There have been more suicide attacks in Iraq in the last year than there were in all other conflicts on earth in the previous 20 years. “The Sunnis bomb, the Shia send out death squads, every day, every day,” says Sheik Kashif al-Ghita, an independent religious scholar in Baghdad.

Can there be a civil war when the Army hasn’t turned on itself, or the government? It’s a fair question. But Iraq’s nascent military couldn’t turn on itself even if it wanted to. The commander of U.S. forces in Iraq, not the Iraqi Ministry of Defense, controls the Iraqi Army—as well as the supply lines, logistical operations, training and supervision and ultimately, its makeup and deployment.
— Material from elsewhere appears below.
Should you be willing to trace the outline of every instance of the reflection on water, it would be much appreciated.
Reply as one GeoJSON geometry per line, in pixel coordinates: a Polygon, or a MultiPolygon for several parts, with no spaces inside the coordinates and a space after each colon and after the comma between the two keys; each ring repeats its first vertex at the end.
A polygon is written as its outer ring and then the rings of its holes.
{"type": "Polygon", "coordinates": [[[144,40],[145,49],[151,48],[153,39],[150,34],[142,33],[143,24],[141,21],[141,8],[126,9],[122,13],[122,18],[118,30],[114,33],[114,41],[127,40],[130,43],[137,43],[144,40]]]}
The Iraqi Army is unable to operate fully on its own, and therefore unable to splinter or fracture on its own. That is not the case with the police, the Facilities Protection Services, or the various other security forces that operate largely out of sight for ministries and other government patrons. These forces are riddled with infiltrators who answer to militia leaders first. Iraq’s prime minister, Nuri al-Maliki, has admitted that getting rid of the militias is “complicated” because of their spidery reach into nearly every organ of Iraq’s government.

Maliki, on a trip last week to Washington for talks with President Bush, stood in front of the U.S. Congress and told the world that Iraq was not sliding into civil war. But when the signs are there for the entire world to see, isn’t it worse to simply pretend it doesn’t exist?

The Bush administration has spared no measures in showing the world the atrocities of Saddam Hussein’s former regime: the torture chambers, the chemical attacks against the Kurds, the mass graves. Saddam Hussein, it is often rightly pointed out, “waged war against his own people.” Today, Saddam is gone but in his place a reign of terror, perpetrated all too often by the Iraqi people, has come in his stead. By any reasonable measure, and in any other part of the world, that would be called a civil war. Why not now?